Ils le regardèrent, se demandant bien ce que le musicien bavard allait encore inventer pour les baratiner et leur refourguer l’addition.
— Bardas ! s’exclama-t-il enfin. Raphaël Bardas ! L’homme qui se prétend écrivain et qui a fait de nous ses jouets quelques mésaventures durant.
— Mouaif, soupira la Morue. Jamais entendu parler.
— Un auteur de théâtre ? tenta Silas. Ce nom ne m’est pas complètement étranger, et je ne sais pourquoi, mais il m’évoque la presqu’île de Dados Rojos, ses vins trop forts et ses siestes crapu...
— Non Silas ! Quand cesseras-tu de ne penser qu’à…
— Qu’à ?
— Ce n’est pas vraiment le moment de parler d’amour mon tout beau. Alors non. Non, ou plutôt juste un peu oui, mais pas aussi exactement que ton joli ciboulot pourrait l’imaginer Silas. Le Bardas, c’est le sale type qui, depuis son monde à lui, nous trimbale de rade et rade, et port en port, et de mort en mort…
— Et de couche en couche !
— Oui ! Amis, oui !
— Et d’castagne en castagne ?
— Oui Morue, le Bardas, dans son monde, il est écrivain. Il a écrit des caisses et des caisses de livres à jouer, avec des amis, des jeux de rôles comme on dit là-bas. Parce qu’il a rien contre un peu de convivialité et une bonne histoire à vivre à plusieurs, pour peu qu’il y ait du claquos, de la vinasse et du sauciflard… et ce qu’il aime, en plus de raconter des histoires de copains, c’est nous les faire vivre à nous. C’est comme ça qu’un jour il a fait de nous les Chevaliers du Tintamarre et qu’il nous a embarqués dans le Voyages des Âmes cabossées. Mais bien avant ça, il s’est fourvoyé avec des gars comme le Gaborit ou le Granier de Cassagnac, et bien d’autres comme eux. Il a traîné ses guêtres d’auteur dans les Royaumes Crépusculaires ou encore sur Cosme, avant de se mettre à co-inventer ses propres univers.
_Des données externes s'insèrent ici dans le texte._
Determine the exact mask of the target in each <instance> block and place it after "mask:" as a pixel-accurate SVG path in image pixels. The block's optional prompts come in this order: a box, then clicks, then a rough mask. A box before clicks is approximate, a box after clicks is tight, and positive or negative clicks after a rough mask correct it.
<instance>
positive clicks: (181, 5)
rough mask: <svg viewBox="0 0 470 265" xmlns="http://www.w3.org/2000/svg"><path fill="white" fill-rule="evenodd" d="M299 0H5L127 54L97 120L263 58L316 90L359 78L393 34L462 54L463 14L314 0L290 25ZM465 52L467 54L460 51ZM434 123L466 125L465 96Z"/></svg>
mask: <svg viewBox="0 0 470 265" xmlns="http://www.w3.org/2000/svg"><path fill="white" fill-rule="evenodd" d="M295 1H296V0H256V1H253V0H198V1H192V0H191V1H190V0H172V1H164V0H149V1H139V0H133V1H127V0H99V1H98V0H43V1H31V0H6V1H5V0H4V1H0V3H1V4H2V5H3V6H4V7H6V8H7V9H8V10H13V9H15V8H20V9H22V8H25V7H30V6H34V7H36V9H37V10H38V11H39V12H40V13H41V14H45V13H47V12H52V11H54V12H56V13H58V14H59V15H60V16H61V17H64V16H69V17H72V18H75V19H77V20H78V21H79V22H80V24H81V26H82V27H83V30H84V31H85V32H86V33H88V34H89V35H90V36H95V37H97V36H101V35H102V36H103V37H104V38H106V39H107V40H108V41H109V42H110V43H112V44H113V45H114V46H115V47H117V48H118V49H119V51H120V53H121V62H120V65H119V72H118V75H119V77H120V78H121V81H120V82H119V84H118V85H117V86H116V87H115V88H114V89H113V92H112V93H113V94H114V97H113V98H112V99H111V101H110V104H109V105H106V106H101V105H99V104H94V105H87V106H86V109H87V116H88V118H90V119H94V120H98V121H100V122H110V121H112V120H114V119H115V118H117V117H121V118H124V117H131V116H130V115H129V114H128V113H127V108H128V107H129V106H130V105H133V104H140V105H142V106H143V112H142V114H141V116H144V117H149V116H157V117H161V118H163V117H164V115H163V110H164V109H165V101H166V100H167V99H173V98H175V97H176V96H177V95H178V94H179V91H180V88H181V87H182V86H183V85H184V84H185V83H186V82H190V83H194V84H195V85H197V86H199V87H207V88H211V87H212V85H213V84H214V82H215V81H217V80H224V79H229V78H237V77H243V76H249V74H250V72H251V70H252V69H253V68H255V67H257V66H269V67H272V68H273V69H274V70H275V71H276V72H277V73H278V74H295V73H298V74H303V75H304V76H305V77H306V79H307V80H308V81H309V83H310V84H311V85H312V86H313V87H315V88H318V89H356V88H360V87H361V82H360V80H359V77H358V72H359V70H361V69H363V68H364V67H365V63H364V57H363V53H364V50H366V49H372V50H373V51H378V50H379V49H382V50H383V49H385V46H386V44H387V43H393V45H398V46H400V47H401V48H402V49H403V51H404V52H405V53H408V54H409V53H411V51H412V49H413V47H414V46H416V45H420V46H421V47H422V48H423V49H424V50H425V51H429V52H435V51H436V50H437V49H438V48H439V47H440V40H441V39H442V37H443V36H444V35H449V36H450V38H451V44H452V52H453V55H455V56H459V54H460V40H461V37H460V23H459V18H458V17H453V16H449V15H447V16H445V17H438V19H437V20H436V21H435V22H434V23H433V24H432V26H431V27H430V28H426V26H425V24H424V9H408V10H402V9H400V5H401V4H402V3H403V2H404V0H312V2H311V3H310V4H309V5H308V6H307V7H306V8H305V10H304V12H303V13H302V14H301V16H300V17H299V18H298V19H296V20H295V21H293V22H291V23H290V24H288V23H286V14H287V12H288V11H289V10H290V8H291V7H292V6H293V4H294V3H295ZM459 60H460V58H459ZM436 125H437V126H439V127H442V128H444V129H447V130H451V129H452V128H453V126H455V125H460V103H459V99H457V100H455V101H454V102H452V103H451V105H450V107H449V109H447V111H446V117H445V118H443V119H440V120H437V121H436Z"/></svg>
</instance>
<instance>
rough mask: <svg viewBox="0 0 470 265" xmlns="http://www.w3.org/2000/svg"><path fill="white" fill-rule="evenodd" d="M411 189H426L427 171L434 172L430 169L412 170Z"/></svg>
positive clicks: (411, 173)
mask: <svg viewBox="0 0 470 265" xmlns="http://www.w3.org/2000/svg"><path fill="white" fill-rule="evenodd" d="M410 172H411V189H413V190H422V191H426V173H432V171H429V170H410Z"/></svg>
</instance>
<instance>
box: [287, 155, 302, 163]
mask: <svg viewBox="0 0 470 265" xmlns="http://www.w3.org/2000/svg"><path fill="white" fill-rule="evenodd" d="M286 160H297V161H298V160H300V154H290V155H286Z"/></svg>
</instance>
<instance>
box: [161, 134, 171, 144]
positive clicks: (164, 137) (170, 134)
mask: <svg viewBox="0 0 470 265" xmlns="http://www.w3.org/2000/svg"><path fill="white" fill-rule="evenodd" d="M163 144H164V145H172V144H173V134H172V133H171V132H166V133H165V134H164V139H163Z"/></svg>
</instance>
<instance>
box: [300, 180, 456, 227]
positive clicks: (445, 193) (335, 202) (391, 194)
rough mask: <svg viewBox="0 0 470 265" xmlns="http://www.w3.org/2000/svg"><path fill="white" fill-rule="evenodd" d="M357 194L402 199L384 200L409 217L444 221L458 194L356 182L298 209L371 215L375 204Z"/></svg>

Amnesya 2K51, Venzia, Retrofutur !
—D’la confiture ?
— Non, Morue, mais ce qu’il invente parfois se voudrait tout aussi sucré… Capharnaüm, et le tout petit roman qui en fut tiré, Aux traîtres indomptables, du sucre, du miel, des épices et tellement de soleil ! Nul doute que c’est un peu ces amours là, ces univers qui le hantent, qui l’ont poussé à nous faire vivre ce qu’il nous a fait vivre.
— Ou mourir !
— Ou mourir oui… d’ailleurs, j’ai fini mon cruchon, qui qui paye la douloureuse ?
— Ce soir c’est Bardas les gars, c’est Bardas qui paye l’addition ! Hein Rossi, j’ai bon ?
— On dit « Qui régale » ! faut tout qu’j’vous apprende.
— C’est Bardas qui régale ? Rien n’est moins sûr les amis !


💙💙💙💙💙💙💙💙💙💙💙💙💙💙💙💙💙💙💙💙


Ramettes :

Bonsoir,
Contente que nos questions aient stimulé ton imagination... tes écrits eux stimulent notre imagination.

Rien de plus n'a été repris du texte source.